Sell off et attentat

Par Samedi 10 septembre 2016 Permalink 3

Tout a été fait? Le hasard a voulu qu’une réponse catégorique soit donnée immédiatement à cette assertion que l’on mentionnait hier (http://politiqart.com/du-grand-democrate-et-du-grand-financier/). Économiquement, le sell off à Wall Street prouve que les grands argentiers vont devoir faire preuve d’un peu plus d’imagination encore. Politiquement, l’attentat déjoué d’extrême justesse uniquement grâce à l’ADN qui a pu être détecté dans la voiture abandonnée à coté de Notre-Dame prouve que les services anti terroristes ont décidément trop souvent un temps de retard.

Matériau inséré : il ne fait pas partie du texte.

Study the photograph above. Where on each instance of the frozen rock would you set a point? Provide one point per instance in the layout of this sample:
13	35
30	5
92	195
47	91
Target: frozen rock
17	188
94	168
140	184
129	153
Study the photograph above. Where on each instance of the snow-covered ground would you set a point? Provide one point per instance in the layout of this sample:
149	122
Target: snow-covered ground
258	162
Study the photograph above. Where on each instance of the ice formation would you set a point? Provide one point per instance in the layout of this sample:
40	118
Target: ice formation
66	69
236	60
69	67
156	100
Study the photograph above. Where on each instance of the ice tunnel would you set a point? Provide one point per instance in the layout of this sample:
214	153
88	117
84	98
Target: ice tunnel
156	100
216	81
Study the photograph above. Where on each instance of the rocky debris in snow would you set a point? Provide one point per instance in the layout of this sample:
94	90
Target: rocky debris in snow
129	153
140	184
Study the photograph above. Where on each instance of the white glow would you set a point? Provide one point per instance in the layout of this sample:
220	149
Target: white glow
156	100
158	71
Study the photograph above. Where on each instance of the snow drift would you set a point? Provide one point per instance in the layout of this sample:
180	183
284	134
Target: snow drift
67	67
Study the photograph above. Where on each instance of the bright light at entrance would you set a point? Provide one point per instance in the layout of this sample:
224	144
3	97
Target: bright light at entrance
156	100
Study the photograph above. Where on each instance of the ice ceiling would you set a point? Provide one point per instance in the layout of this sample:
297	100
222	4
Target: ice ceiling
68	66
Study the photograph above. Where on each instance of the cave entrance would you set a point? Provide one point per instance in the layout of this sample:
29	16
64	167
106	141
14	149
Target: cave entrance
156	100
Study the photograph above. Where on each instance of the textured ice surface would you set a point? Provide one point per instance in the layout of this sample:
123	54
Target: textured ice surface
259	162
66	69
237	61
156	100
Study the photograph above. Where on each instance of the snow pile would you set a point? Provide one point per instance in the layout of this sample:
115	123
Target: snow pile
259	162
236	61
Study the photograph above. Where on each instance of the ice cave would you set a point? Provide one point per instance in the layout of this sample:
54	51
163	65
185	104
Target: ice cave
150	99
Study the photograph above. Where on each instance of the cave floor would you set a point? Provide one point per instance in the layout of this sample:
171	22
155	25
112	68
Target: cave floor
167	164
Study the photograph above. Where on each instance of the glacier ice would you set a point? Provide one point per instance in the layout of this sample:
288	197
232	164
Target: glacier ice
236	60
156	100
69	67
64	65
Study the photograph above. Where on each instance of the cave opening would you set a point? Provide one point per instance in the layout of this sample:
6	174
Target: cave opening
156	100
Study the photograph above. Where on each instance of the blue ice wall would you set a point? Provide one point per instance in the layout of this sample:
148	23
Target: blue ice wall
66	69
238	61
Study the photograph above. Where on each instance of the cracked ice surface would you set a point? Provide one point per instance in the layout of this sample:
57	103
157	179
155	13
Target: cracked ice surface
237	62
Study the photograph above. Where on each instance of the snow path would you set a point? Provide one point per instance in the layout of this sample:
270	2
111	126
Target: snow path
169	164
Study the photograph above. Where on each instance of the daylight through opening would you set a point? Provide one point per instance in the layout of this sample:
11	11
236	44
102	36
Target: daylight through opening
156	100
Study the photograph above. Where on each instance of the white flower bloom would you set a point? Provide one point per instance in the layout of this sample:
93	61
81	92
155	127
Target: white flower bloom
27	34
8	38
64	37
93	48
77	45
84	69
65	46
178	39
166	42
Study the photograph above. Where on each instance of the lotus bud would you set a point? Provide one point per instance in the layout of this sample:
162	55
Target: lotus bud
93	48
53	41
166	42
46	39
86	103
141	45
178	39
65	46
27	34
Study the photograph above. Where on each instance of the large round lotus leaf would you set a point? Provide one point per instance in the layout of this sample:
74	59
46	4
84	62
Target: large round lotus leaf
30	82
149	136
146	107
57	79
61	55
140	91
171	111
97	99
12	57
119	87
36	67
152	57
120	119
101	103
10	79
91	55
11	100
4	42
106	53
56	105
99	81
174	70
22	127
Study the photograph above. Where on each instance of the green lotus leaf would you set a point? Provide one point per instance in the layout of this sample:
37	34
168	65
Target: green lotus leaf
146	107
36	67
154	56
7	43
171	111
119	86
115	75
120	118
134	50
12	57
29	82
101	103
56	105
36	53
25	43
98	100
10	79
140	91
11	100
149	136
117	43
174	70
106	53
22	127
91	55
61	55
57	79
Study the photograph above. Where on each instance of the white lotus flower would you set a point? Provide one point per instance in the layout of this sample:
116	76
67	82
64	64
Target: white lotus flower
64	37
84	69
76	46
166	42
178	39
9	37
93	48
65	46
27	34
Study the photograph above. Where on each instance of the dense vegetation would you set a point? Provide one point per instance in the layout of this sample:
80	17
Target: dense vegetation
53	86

Donc la bourse de New York s’agace de ce qu’aime laisser entendre Janet Yellen sur une éventuelle hausse des taux. Bien sûr, elle n’en fera rien, mais c’est une menace lancinante qui plane telle le père Fouettard, dans l’inconscient collectif des traders. Draghi en avait remis une couche en se montrant plus timoré que jamais sur sa politique de rachat de titres. Cette nuit les boursiers ont dit non, ça suffit, on veut du pognon gratis et fini les menaces! Et tout a baissé pour bien montrer que la menace est sérieuse. La leçon est sévère pour les particuliers qui aiment les portefeuilles diversifiés soi-disant pour prendre moins de risque. Inutile! Des actions aux obligations, tout a baissé, parce que tout est lié. Si les banquiers centraux ne cèdent pas, tout continuera à baisser, qu’on soit propriétaire ou créancier. La situation économique ne justifie pas les valorisations hors sol, seule la politique monétaire peut les expliquer. Quand de nombreuses grandes entreprises versent plus de dividendes qu’elles ne gagnent d’argent, l’issue ne peut être que douloureuse!

L’oracle de l’Elysée dans son discours que les médias ont su apprécier à l’aulne des subventions que le gouvernement leur a distribuées quinze jours avant, proclamait en substance que le contexte terroriste était bien appréhendé et la riposte proportionnée. La riposte n’effraie pourtant guère les recrues djihadistes vivant en vase clos dans les régions de France qu’elles se sont appropriées. Quant au contexte, il semble évident que si ces filles n’avaient pas été des bras cassés, des dizaines de morts seraient à rajouter à l’actif du ministre de l’intérieur. Le gouvernement et les services de l’état semblent de plus en plus dépassés par la situation pendant que François Hollande se complaît dans l’exaltation des valeurs du vivre ensemble de plus en plus mortifères. Il faut des lois plus dures, beaucoup plus dures. Si la démocratie court un risque, c’est celui de voir la république française transformée en république islamiste et surement pas de la voir réagir trop fermement aux exactions des assassins.

Tout ne tient plus qu’à un fil et les responsables n’en feront jamais assez pour éviter le pire qui finira par arriver. Sell off et attentat, cette fin de semaine est un avertissement.